Hehe I wanna Australian kiss.. Its like a French kiss but down under ;)
i just farted in a meeting....took me completely by surprise.
so you made the shocked face and they caught you.
yup.
I just woke up to me licking the dognuts
You mean Doughnuts?
......No :(
Dude with the Beatles haircut just got his pilots license and wants to take us up to do a case race mid flight. Don't tell me networking is unnecessary.
I drank myself into bisexuality again.
just got booed by the entire restaurant.
Dude you couldnt even talk, you just kept hiccuping and slamming your head on the wall.
I think the name vodka for a girl is amazing
I don't know if I'm feeling really nervous right now or just extremely horny.
I swear man, you fly across the country to give a boy your virginity and he suddenly thinks you like him
It's probably not healthy how legit bummed I am that my bottled of wine is gone.

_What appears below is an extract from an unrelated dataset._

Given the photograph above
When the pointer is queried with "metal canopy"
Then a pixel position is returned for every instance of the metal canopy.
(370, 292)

The girl in the hotel room next to us walked out at the same time as me this morning. She just shook her head, looked at me and said, "faker." Is it that easy to tell?!??
So I heard her yell at him and I went downstairs to find he had lit up each one of my smokes and taken just one drag off each and had em lined up on the table. She says he "experiments" when on Ambien.
I'm still drunk, my mom is throwing up, and there is a random Irish guy out getting our house breakfast right now. Wednesday's are my bitch.
However, pretty glad I spent the night puking on my car instead of fucking him. Then I'd REALLY be miserable.